Dinwoodie had onsighted to the high flake on it on a 1st ascent effort and then managed to scrape in a wire somehow and make an epic retreat. Later on Pete Whillance abseiled the climb and then did it.
My guidebook said many wires in the cracks on the face, I got 2 ok RPs next to each other which and the sequence above felt E6 leading to easier climbing and the end of the good feet. I did ponder for a few minutes there. I knew Pete Whillance would have had a fag where I was and carry on regardless of facing a fall which I thought you’d be very luck to survive.

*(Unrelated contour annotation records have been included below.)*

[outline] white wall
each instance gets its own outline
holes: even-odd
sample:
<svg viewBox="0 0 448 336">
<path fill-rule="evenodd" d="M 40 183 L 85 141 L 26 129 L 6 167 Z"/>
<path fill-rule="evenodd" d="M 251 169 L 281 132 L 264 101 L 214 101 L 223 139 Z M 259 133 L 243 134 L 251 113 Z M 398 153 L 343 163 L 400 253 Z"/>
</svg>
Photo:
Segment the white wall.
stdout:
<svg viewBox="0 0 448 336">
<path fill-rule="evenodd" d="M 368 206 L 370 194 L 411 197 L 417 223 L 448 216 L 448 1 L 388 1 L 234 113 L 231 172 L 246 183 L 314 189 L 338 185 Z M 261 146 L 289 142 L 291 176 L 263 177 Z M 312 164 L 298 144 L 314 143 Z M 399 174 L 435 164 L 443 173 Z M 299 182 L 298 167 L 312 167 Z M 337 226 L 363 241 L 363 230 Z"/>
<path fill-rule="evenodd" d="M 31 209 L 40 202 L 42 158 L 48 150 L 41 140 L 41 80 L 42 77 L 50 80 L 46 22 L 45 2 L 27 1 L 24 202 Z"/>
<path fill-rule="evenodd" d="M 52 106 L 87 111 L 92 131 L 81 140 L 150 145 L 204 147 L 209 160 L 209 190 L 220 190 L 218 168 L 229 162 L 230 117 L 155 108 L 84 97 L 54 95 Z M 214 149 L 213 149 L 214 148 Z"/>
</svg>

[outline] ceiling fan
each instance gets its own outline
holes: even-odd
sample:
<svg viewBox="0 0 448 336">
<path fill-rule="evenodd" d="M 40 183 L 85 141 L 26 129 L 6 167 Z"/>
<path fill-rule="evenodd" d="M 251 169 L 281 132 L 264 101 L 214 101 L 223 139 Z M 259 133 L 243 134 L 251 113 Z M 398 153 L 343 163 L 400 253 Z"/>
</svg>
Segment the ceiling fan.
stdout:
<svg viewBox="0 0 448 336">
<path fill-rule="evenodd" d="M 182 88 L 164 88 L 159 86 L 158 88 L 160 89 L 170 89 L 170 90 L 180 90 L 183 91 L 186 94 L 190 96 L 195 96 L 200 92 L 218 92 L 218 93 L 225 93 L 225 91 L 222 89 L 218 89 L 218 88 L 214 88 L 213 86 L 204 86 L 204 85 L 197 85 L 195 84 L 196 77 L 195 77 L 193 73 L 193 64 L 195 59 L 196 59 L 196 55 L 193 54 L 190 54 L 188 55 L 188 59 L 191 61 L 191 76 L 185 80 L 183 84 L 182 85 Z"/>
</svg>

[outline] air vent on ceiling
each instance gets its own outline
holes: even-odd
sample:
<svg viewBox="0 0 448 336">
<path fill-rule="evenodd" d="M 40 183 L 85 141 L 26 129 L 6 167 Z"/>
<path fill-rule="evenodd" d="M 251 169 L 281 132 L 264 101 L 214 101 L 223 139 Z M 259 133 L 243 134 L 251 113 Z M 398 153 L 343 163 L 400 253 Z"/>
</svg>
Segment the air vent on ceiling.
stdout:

I was pretty impressed Dinwoodie had got to this point without knowing anything about the level of climbing or gear he faced which must have been one of the pushiest efforts of the time.
I eventually climbed higher to get in an RP and reversed back to make the grim move to get gear in the lower bit of the flake where I didn’t actually get anything useful in. I extended the top RP miles to stop it coming out with rope drag and eventually committed to the 6b moves up left. I spoke with Tony Stone later who said I’d missed some key sideways stopper but either way I didn’t clock it and as a lead without the bashed in wires it felt more dangerous than many E7s I’d done, quite like the routes found on north stack. Dan Vajzovic got off lightly as he was close to getting guided up it the week before but his boots looked a bit too crap.
Whilst reccying the route I’d take from Rampart corner to the cromlech I did find a gem at the opposite end of the climbing spectrum. A new highball arête. I must have walked near the thing a hundred times on MLs but I looked at it with a modern eye and knew if the high pockets were ok it would be climbable. I’m not generally the keenest boulderer but I do love arêtes and it rekindled a desire for bouldering I’d not had since climbing Careless Torque a few times in 2010 when I worked out a short person sequence on careless torque for the start and the finish and me and bransby did it within 5 minutes of each other with Ron Fawcett giving us the thumbs up down in Hathersage afterwards. One of the better days I’ve had on the grit was repeating it again after doing Unfamiliar and finishing on the arêtes above. Although not quite as striking a line as Careless it is up there with it in terms of quality climbing and is a great spot to hang out. The Devils Blade. It’s possibly a bit harder than Careless as well.